Space Exploration

Libraries’ evolving role as places for learning, making, holdings, and community

 

It’s something the Future of Libraries Task Force heard time and again, from faculty and staff, students and alumni: the critical importance of the library as a physical space. A library is a place where communities can gather, to interact with one another and with scholarly objects and tools or to retreat and think deeply. Here are some of the ways our library spaces are evolving—and may be reimagined in the future—to achieve the ambitious vision set out by the task force.

Building a vision
In December 2016, Director Chris Bourg convened a Libraries Space Planning Group. Chaired by Bourg and J. Meejin Yoon, professor and head of the Department of Architecture, the group determined that library spaces can and should be redesigned and reconfigured to suit the future needs of the campus. They put forth four essential functions that library spaces serve: holdings, learning, community, and creating. In March the group laid out a space renovation and reprogramming path for Building 14 to begin achieving the task force’s recommendations. It embraces a shift from libraries being primarily a container for knowledge used for information consumption toward being spaces that also support the creation of knowledge and community.

“The Libraries are well known as spaces for collections and where studying happens, but I think MIT is increasingly recognizing the role that libraries play in teaching and fostering scholarly community.”

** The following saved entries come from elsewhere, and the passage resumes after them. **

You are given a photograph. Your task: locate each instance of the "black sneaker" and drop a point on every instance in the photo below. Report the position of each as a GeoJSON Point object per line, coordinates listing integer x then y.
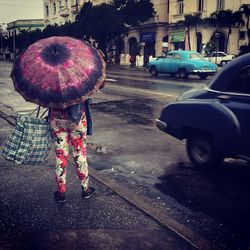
{"type": "Point", "coordinates": [88, 193]}
{"type": "Point", "coordinates": [59, 197]}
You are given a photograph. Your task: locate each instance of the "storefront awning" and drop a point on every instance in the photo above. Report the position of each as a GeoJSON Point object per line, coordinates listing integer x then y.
{"type": "Point", "coordinates": [177, 36]}
{"type": "Point", "coordinates": [147, 37]}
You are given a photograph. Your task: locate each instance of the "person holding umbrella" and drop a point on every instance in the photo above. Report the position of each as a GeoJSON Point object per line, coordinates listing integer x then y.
{"type": "Point", "coordinates": [60, 73]}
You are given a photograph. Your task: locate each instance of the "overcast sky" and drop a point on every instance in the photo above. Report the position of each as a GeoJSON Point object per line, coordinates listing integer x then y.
{"type": "Point", "coordinates": [11, 10]}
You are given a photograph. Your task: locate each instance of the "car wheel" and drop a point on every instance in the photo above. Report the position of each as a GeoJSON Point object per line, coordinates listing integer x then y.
{"type": "Point", "coordinates": [201, 151]}
{"type": "Point", "coordinates": [183, 73]}
{"type": "Point", "coordinates": [153, 71]}
{"type": "Point", "coordinates": [203, 76]}
{"type": "Point", "coordinates": [223, 63]}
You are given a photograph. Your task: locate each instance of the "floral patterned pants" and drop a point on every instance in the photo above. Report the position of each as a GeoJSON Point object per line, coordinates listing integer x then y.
{"type": "Point", "coordinates": [64, 131]}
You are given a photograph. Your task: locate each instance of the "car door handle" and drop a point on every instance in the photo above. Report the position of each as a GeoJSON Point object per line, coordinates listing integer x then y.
{"type": "Point", "coordinates": [224, 98]}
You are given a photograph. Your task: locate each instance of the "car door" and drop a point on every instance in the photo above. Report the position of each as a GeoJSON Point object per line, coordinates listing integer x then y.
{"type": "Point", "coordinates": [165, 63]}
{"type": "Point", "coordinates": [238, 100]}
{"type": "Point", "coordinates": [174, 66]}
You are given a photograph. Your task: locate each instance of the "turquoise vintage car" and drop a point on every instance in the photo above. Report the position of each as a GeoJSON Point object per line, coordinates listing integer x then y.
{"type": "Point", "coordinates": [183, 63]}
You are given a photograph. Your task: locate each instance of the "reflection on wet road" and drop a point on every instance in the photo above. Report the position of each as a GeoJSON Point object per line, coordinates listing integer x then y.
{"type": "Point", "coordinates": [161, 83]}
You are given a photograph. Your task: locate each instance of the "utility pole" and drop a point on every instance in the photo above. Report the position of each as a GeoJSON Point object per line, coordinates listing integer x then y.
{"type": "Point", "coordinates": [14, 44]}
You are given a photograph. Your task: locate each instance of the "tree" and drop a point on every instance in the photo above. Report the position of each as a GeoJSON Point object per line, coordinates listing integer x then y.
{"type": "Point", "coordinates": [189, 22]}
{"type": "Point", "coordinates": [245, 8]}
{"type": "Point", "coordinates": [134, 12]}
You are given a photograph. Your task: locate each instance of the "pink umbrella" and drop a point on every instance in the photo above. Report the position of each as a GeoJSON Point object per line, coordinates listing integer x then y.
{"type": "Point", "coordinates": [57, 72]}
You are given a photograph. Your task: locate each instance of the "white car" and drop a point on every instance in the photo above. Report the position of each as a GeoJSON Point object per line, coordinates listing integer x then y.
{"type": "Point", "coordinates": [220, 58]}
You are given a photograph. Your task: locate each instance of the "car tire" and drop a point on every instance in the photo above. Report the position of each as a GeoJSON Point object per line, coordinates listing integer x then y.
{"type": "Point", "coordinates": [153, 71]}
{"type": "Point", "coordinates": [183, 73]}
{"type": "Point", "coordinates": [223, 63]}
{"type": "Point", "coordinates": [203, 76]}
{"type": "Point", "coordinates": [201, 151]}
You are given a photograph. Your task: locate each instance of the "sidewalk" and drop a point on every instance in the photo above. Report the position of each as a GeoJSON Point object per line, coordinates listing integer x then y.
{"type": "Point", "coordinates": [31, 219]}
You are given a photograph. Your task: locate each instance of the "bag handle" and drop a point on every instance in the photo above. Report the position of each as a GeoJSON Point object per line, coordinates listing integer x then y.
{"type": "Point", "coordinates": [38, 109]}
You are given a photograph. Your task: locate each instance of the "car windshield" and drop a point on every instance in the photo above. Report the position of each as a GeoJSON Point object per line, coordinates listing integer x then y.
{"type": "Point", "coordinates": [195, 56]}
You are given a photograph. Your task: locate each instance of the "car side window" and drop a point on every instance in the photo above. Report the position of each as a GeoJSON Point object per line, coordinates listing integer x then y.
{"type": "Point", "coordinates": [176, 56]}
{"type": "Point", "coordinates": [170, 56]}
{"type": "Point", "coordinates": [241, 84]}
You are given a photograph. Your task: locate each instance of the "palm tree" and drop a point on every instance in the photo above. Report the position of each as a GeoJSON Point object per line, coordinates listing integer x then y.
{"type": "Point", "coordinates": [245, 8]}
{"type": "Point", "coordinates": [189, 22]}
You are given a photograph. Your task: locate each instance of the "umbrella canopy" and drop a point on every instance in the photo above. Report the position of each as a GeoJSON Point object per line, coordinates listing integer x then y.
{"type": "Point", "coordinates": [58, 72]}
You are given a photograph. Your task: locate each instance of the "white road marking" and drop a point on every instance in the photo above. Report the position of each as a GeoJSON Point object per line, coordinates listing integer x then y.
{"type": "Point", "coordinates": [110, 80]}
{"type": "Point", "coordinates": [141, 91]}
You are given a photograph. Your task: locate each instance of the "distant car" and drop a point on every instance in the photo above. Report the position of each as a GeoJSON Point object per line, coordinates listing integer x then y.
{"type": "Point", "coordinates": [183, 63]}
{"type": "Point", "coordinates": [220, 58]}
{"type": "Point", "coordinates": [215, 119]}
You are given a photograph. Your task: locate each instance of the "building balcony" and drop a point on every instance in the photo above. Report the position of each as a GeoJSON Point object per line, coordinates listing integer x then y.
{"type": "Point", "coordinates": [75, 9]}
{"type": "Point", "coordinates": [176, 18]}
{"type": "Point", "coordinates": [64, 12]}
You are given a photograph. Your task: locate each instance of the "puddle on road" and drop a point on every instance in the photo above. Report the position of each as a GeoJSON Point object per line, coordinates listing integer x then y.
{"type": "Point", "coordinates": [134, 111]}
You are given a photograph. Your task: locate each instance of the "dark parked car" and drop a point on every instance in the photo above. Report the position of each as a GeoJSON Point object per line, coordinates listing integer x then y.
{"type": "Point", "coordinates": [215, 120]}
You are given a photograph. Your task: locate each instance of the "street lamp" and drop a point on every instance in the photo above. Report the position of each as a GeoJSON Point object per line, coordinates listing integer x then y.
{"type": "Point", "coordinates": [217, 36]}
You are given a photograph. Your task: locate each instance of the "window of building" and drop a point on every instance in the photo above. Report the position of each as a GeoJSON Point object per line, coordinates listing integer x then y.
{"type": "Point", "coordinates": [180, 6]}
{"type": "Point", "coordinates": [200, 5]}
{"type": "Point", "coordinates": [54, 7]}
{"type": "Point", "coordinates": [242, 35]}
{"type": "Point", "coordinates": [47, 10]}
{"type": "Point", "coordinates": [220, 4]}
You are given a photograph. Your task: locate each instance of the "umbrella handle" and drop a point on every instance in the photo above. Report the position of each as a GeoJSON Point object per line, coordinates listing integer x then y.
{"type": "Point", "coordinates": [38, 111]}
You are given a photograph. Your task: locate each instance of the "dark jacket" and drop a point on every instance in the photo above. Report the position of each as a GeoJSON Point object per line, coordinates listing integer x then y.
{"type": "Point", "coordinates": [74, 113]}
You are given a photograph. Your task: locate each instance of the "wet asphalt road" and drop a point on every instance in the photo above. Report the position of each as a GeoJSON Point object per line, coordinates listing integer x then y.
{"type": "Point", "coordinates": [215, 204]}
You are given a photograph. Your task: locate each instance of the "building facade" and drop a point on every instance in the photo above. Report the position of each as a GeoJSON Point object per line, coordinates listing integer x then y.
{"type": "Point", "coordinates": [163, 32]}
{"type": "Point", "coordinates": [17, 26]}
{"type": "Point", "coordinates": [205, 31]}
{"type": "Point", "coordinates": [61, 11]}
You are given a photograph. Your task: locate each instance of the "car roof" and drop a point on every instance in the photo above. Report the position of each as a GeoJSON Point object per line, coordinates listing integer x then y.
{"type": "Point", "coordinates": [184, 52]}
{"type": "Point", "coordinates": [229, 71]}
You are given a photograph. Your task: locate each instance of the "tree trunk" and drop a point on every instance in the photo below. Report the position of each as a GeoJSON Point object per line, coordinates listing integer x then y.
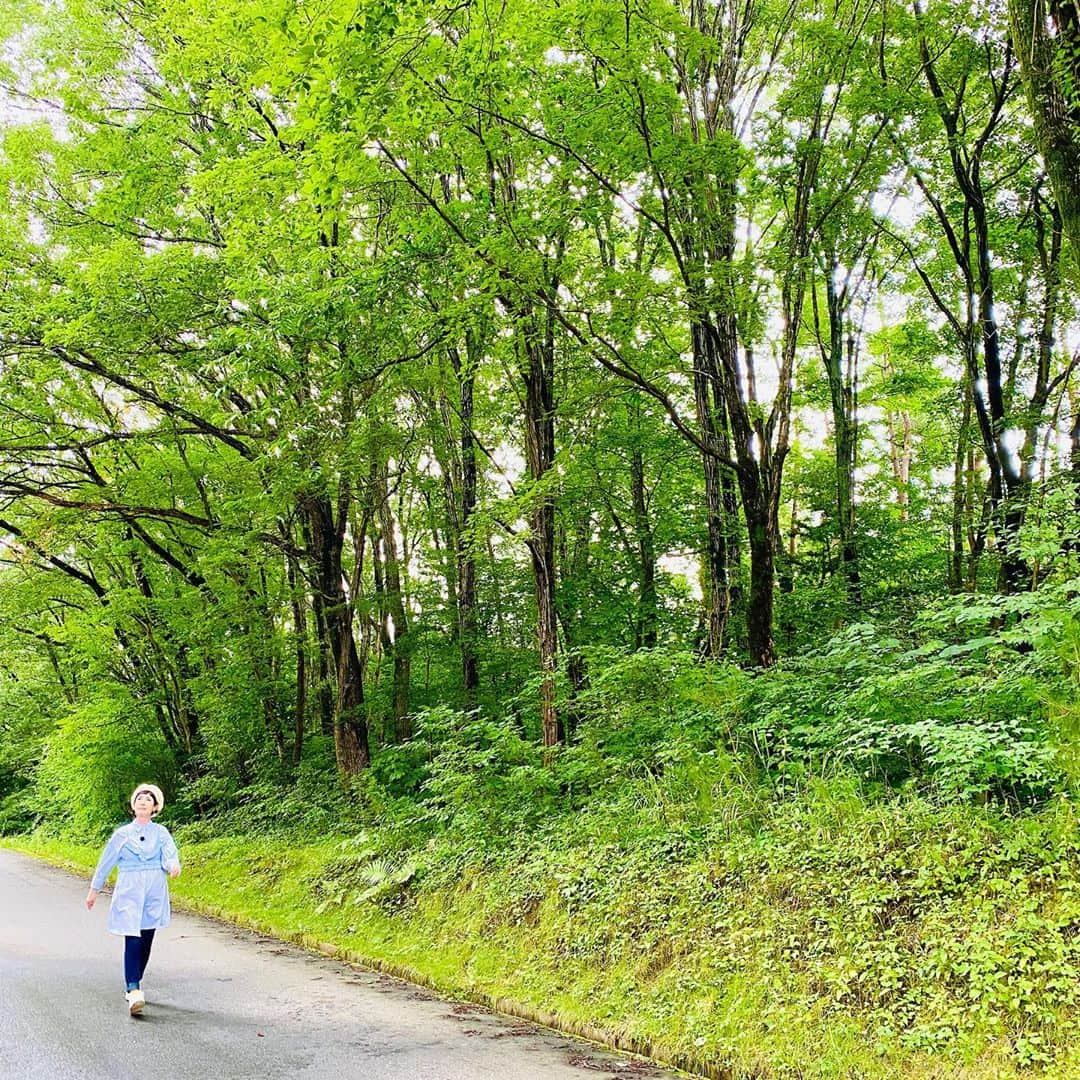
{"type": "Point", "coordinates": [395, 610]}
{"type": "Point", "coordinates": [467, 562]}
{"type": "Point", "coordinates": [537, 346]}
{"type": "Point", "coordinates": [647, 613]}
{"type": "Point", "coordinates": [712, 423]}
{"type": "Point", "coordinates": [841, 395]}
{"type": "Point", "coordinates": [326, 541]}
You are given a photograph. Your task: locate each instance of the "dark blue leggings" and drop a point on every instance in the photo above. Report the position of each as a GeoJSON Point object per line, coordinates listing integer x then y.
{"type": "Point", "coordinates": [136, 955]}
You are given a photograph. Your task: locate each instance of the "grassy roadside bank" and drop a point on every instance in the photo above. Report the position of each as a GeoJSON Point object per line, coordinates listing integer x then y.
{"type": "Point", "coordinates": [839, 940]}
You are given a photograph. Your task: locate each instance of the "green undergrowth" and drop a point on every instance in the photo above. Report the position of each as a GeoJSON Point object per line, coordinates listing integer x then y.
{"type": "Point", "coordinates": [836, 937]}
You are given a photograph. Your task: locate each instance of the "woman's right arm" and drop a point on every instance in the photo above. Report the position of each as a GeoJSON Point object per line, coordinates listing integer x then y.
{"type": "Point", "coordinates": [109, 859]}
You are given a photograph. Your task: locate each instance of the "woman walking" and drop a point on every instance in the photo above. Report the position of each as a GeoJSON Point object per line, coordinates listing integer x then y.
{"type": "Point", "coordinates": [145, 853]}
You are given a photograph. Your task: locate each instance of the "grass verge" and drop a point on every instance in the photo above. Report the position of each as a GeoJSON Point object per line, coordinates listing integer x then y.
{"type": "Point", "coordinates": [838, 939]}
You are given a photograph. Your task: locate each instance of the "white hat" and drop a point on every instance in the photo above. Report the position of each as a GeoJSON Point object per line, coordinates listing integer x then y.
{"type": "Point", "coordinates": [151, 790]}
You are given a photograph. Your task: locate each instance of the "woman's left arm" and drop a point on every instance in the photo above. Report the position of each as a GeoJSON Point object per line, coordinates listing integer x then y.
{"type": "Point", "coordinates": [170, 856]}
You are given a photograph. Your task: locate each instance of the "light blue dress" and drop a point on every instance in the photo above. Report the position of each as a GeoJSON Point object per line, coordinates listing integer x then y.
{"type": "Point", "coordinates": [145, 854]}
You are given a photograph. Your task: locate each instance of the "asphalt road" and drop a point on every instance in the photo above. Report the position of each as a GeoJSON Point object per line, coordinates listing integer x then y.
{"type": "Point", "coordinates": [227, 1004]}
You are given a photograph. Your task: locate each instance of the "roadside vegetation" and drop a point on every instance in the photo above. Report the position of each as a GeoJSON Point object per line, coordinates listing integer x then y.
{"type": "Point", "coordinates": [577, 502]}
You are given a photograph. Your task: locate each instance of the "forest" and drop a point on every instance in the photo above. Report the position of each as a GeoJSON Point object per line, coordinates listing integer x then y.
{"type": "Point", "coordinates": [612, 466]}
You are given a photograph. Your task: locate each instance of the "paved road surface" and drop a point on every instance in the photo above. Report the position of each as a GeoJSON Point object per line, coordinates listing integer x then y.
{"type": "Point", "coordinates": [227, 1004]}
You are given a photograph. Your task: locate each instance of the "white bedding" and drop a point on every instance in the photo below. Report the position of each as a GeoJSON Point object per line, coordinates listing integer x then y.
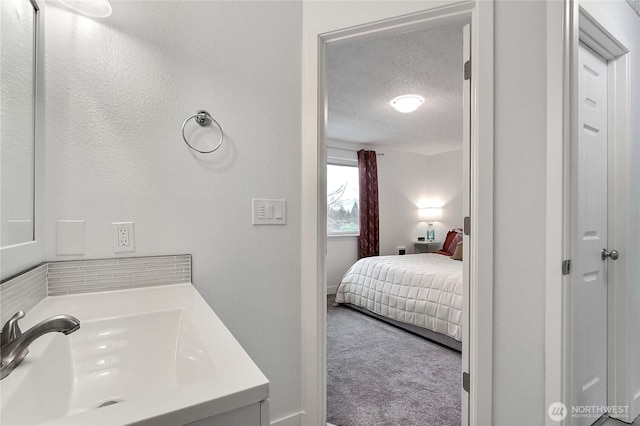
{"type": "Point", "coordinates": [420, 289]}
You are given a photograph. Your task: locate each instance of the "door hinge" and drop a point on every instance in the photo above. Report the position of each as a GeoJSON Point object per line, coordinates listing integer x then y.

Says Tracy Gabridge, the Libraries’ deputy director: “The MIT community also recognizes the expertise of library staff to support creating and disseminating new digital information objects, such as audio, layers of geographic data, research data sets, and more.” The group discussed, for example, how Hayden Library could be used more effectively as a place for formal and informal events that bring people together across departments and schools. The Lewis Music Library, already an essential gathering place for the MIT music community, could increase its focus on creating, particularly related to audio/visual production. A rich array of services—in GIS, open access and copyright support, research data management, digital sustainability, and research in information science— should all be made more visible to users. “As libraries, we provide a foundation upon which the MIT community can create and flourish,” says Gabridge. “We could be using our spaces better to showcase how we inspire and facilitate work.”

Study space experiments
When the Libraries rearranged Hayden Library’s collections in January, it offered an opportunity to experiment with portions of the reading rooms. Stacks were removed from the two mezzanine levels, which will be transformed into areas for reflective and collaborative work and learning. During the fall semester, the center mezzanines will be upgraded with power outlets and task lighting, soundscaping, and new furniture—suggestions gathered by sifting through past survey data and feedback gathered by the Future of Libraries Task Force. Following the experiment, Libraries staff will gather feedback from the community about how to equip the remaining mezzanines, information that will ultimately guide renovations to Hayden and other study spaces.

 

DJ turntableLewis Music Library Audio Lab
Classes at MIT increasingly require students to create audio components as part of their assignments. As usual, the Lewis Music Library is adapting to meet these evolving needs. “There has been a need on campus for an audio lab where students can compose, edit, and mix music,” says Peter Munstedt, music librarian. Working together with faculty, the library created a prototype for such a lab: a room housing two workstations with computers and audio equipment, outfitted with acoustical panels and new lighting. The library’s new audio lab will help determine faculty and student interest and plan for additional facility needs moving forward. “The audio lab is open to the whole MIT community,” says Munstedt. “There’s really no other space like it on campus.”

Additional space projects
Also underway are plans for an active learning classroom in Barker Library, a dedicated event area with flexible furniture in Hayden Library, and expanding the GIS Lab along with providing space for research data management staff in Rotch Library.